The couple added that while they accepted the personal apology of Paul Mullaly, managing director of B Braun Medical was sincere, they felt it was “too little, too late”.
It is understood the couple have reached a settlement with B Braun Medical in recent weeks that has yet to be finalised by the High Court. The inquest heard evidence that an incident had occurred at the B Braun manufacturing plant on May 23rd, 2003, which had caused a computer to temporarily “time out” or freeze as the system was manufacturing a bag of food intended for an adult.
That bag of food was subsequently discarded, but human error and a changeover in staff that morning had caused a standard practice – which would have seen the pipe that still contained some of the adult feed and an adult dose of magnesium being “primed” or flushed out with water before the next bag of food intended for Elaine was manufactured – to not be implemented.
Her batch of food, medicines board senior inspector John Lynch told the inquest yesterday, contained 124 times the permitted dose of magnesium for a premature baby, along with 80 times the permitted dose of zinc.
Mr Lynch said B Braun no longer manufactured paediatric TPN bags, but had been allowed to continue manufacturing adult feeds.
Elaine was born prematurely at just 26 weeks in Holles Street hospital on April 16th, 2003. As she got stronger she was transferred back to Galway on May 9th, 2003, but required at times to be fed intravenously and was given a product called Total Parental Nutrition (TPN). This was manufactured by B Braun Medical. Each bag was manufactured to the individual specifications of each patient following instructions from the patient’s hospital each day. Two bags of TPN had been ordered, but when the first of these was fed to Elaine on May 25th, 2003, she became extremely agitated and her condition deteriorated.

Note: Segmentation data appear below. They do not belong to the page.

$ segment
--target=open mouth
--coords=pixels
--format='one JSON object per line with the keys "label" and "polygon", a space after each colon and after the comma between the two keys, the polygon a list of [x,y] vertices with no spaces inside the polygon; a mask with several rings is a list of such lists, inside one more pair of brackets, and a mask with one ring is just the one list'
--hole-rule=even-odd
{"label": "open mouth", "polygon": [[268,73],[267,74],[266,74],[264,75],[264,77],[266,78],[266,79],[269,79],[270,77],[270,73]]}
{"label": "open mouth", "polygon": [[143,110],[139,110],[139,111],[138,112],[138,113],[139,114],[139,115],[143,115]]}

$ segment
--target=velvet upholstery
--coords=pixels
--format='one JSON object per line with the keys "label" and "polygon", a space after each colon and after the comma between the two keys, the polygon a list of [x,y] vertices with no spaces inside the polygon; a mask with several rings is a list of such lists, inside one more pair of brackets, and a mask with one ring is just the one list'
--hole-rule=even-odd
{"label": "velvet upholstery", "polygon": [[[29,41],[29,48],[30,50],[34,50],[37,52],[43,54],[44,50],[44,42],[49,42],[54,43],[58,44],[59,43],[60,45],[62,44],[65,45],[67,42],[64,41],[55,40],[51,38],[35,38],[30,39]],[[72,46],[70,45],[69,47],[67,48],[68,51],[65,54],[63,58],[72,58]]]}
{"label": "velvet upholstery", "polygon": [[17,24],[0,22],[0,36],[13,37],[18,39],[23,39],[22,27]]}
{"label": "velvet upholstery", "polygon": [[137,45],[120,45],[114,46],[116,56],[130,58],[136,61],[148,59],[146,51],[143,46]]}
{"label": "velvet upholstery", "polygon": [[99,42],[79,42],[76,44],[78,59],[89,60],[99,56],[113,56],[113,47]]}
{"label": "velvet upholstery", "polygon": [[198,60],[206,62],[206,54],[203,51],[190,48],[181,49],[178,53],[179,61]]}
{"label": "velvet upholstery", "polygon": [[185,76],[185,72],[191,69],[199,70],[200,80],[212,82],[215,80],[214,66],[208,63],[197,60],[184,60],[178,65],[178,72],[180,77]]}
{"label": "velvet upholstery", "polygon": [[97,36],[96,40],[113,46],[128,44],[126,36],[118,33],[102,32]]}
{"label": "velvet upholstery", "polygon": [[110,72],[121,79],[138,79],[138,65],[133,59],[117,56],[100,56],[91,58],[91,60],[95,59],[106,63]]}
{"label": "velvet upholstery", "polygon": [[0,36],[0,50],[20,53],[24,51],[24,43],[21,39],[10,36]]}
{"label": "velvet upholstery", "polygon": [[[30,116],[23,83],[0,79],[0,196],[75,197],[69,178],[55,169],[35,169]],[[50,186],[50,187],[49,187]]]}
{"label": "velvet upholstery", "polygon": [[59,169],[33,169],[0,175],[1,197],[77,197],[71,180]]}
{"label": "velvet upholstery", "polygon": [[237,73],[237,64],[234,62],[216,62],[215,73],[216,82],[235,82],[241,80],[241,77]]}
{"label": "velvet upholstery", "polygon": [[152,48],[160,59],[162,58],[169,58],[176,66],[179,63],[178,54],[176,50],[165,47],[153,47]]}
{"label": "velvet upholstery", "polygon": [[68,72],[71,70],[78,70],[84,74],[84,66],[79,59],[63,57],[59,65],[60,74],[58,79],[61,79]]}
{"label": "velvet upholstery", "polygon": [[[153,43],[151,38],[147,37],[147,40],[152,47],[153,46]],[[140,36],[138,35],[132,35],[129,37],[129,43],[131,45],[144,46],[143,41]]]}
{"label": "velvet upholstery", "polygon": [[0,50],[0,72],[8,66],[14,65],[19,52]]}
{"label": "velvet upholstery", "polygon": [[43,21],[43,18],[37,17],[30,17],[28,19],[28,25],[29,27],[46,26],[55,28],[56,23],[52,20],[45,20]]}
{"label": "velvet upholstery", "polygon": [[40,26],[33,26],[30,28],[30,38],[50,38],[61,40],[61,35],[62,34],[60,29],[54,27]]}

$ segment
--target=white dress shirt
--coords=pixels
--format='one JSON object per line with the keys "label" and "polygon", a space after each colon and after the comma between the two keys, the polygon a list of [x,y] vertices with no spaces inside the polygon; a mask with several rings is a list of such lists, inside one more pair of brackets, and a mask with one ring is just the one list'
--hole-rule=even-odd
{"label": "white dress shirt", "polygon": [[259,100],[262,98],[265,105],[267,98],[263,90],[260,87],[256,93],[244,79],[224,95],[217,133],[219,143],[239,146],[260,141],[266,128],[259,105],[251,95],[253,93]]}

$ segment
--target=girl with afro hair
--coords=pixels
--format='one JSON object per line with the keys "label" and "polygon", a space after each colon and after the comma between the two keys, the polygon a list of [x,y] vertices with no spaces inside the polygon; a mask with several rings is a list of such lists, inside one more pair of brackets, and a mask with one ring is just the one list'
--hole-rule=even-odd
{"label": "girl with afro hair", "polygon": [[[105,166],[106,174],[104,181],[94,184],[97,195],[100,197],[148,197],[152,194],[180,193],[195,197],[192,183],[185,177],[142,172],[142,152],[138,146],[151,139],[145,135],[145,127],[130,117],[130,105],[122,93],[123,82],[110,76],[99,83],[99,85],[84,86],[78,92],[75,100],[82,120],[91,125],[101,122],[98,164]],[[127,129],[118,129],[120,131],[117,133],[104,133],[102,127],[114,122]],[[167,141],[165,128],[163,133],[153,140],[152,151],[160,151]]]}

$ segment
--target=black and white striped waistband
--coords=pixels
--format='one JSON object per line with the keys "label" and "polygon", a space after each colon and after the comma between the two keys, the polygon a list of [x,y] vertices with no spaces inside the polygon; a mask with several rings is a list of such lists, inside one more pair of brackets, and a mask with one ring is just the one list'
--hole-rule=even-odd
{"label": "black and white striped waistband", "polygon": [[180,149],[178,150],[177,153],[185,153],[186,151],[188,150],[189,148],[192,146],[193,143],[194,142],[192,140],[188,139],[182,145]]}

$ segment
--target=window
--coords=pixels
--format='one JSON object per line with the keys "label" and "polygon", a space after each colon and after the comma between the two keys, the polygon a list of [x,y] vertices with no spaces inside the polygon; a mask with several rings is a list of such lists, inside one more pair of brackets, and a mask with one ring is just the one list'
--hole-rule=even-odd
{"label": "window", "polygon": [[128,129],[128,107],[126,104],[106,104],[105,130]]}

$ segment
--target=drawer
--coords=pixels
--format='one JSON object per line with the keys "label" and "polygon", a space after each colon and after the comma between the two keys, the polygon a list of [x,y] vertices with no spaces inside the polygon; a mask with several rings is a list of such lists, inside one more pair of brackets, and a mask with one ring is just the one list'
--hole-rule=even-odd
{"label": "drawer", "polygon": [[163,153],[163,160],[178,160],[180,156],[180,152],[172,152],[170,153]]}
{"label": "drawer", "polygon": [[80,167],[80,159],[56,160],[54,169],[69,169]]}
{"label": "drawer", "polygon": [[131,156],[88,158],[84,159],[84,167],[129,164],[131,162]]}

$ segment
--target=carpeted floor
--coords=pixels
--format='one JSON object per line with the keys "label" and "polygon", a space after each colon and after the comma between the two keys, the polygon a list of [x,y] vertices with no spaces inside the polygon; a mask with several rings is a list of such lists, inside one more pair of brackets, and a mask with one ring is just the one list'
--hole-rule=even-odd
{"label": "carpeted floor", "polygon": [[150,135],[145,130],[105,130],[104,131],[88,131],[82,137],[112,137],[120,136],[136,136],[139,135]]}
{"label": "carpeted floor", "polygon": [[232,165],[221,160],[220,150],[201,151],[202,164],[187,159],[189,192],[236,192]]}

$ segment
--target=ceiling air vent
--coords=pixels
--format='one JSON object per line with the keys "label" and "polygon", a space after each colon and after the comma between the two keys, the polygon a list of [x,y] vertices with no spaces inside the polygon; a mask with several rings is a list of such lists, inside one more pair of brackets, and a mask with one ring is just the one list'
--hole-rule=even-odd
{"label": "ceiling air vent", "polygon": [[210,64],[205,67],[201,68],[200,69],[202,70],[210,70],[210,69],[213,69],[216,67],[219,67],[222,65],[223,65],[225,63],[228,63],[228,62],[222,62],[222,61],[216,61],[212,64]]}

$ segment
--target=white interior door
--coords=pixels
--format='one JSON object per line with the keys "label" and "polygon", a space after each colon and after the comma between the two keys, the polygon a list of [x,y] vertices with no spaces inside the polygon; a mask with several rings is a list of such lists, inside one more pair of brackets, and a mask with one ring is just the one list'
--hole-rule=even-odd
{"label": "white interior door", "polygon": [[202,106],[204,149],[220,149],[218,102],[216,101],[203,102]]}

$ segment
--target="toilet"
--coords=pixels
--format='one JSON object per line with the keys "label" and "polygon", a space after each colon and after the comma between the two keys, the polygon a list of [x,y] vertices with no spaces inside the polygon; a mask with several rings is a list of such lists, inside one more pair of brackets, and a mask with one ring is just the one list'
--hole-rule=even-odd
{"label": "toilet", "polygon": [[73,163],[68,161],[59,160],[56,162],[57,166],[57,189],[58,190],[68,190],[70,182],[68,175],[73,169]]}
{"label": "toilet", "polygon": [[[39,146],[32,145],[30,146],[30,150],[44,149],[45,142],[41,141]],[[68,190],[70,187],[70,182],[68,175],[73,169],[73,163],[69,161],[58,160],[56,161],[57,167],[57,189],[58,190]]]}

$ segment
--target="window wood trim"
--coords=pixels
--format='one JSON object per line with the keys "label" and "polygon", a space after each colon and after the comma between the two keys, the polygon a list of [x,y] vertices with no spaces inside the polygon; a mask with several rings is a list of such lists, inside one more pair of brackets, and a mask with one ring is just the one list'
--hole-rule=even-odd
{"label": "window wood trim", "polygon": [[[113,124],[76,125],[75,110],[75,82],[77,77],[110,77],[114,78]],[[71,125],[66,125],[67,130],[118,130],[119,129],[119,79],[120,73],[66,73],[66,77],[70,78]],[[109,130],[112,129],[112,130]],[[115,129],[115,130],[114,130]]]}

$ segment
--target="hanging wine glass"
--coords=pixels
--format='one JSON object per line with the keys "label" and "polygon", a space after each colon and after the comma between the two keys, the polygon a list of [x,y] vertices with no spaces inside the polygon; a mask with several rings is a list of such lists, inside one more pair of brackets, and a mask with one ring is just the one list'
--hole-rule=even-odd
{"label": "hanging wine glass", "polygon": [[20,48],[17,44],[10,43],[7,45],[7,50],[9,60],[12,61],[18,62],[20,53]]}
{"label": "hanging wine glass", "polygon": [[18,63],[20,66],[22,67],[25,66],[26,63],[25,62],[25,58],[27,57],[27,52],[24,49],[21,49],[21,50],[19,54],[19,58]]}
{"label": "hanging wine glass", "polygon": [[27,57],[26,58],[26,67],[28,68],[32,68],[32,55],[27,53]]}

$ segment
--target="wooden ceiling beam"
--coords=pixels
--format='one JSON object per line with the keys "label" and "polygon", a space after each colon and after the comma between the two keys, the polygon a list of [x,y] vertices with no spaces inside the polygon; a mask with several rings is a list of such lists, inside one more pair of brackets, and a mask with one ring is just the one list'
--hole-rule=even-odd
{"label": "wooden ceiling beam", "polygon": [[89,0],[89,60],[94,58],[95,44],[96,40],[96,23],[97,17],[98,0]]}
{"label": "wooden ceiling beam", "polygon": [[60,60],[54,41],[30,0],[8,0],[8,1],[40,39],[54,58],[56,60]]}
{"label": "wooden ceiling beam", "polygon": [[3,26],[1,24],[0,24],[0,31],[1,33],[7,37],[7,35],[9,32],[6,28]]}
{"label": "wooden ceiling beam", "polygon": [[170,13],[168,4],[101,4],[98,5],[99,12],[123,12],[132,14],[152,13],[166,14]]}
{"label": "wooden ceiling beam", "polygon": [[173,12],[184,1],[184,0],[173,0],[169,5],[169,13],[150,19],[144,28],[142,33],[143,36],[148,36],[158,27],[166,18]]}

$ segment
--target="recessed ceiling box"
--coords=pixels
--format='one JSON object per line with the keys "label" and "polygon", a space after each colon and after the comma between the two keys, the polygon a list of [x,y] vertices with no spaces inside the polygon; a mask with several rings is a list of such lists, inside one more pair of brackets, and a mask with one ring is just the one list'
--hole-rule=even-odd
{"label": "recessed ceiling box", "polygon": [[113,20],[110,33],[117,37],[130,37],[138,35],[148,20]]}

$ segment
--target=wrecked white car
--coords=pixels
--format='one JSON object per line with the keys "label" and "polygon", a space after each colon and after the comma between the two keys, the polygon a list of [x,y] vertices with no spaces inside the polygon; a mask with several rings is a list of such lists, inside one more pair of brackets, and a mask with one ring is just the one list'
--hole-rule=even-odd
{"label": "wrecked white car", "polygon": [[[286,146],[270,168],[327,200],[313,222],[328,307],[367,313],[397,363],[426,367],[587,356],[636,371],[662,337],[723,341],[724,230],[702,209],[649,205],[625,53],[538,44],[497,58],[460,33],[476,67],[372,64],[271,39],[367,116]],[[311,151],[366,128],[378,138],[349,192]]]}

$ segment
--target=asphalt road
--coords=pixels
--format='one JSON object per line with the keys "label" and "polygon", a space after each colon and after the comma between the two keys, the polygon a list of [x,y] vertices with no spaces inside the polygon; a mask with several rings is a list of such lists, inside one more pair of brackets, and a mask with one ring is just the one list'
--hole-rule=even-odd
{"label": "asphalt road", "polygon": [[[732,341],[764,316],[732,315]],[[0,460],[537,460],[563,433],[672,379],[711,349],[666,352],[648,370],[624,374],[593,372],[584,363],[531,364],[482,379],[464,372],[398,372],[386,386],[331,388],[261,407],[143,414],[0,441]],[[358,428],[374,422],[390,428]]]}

A subsequent brain scan showed Elaine had suffered massive brain tissue damage and she died five years later on October 16th, 2008. Coroner Dr Ciaran McLoughlin said the cause of death was bronchopneumonia due to brain injury with hydrocephalus, due to magnesium poisoning.
“And that is a medical accident – not medical misadventure. A medical accident is where there is no intent. This happened really as a result of an accident,” Dr McLoughlin said.
The coroner recommended that in future the medicines board should contact people who found themselves in similar situations to the Barrett family and not leave them waiting so long for answers.
He said that to prevent this from happening again a system of traceability should be put in place whereby bags of food could be easily traced and their contents recorded.
“Only for the vigilance of paediatric registrar, Dr Rezina Naquib at UHG, the problem with the TPN bags might never have been discovered as they could easily have been discarded once administered. This is a very, very rare condition which doctors would not normally see, so it’s important that some record should be available to quantify or qualify what each bag contains. A prescription which is made specifically for an individual – we should have some way of checking its content for that individual.”
The coroner said two similar cases had been reported in a paediatric medical journal in the United States, but only two months after baby Elaine’s experience. He suggested to Mr Lynch that the medicines board should investigate those cases to ensure that this never happened again.
“We need to have a system put in place which satisfies the public, parents and hospital staff that this does not happen again,” he said.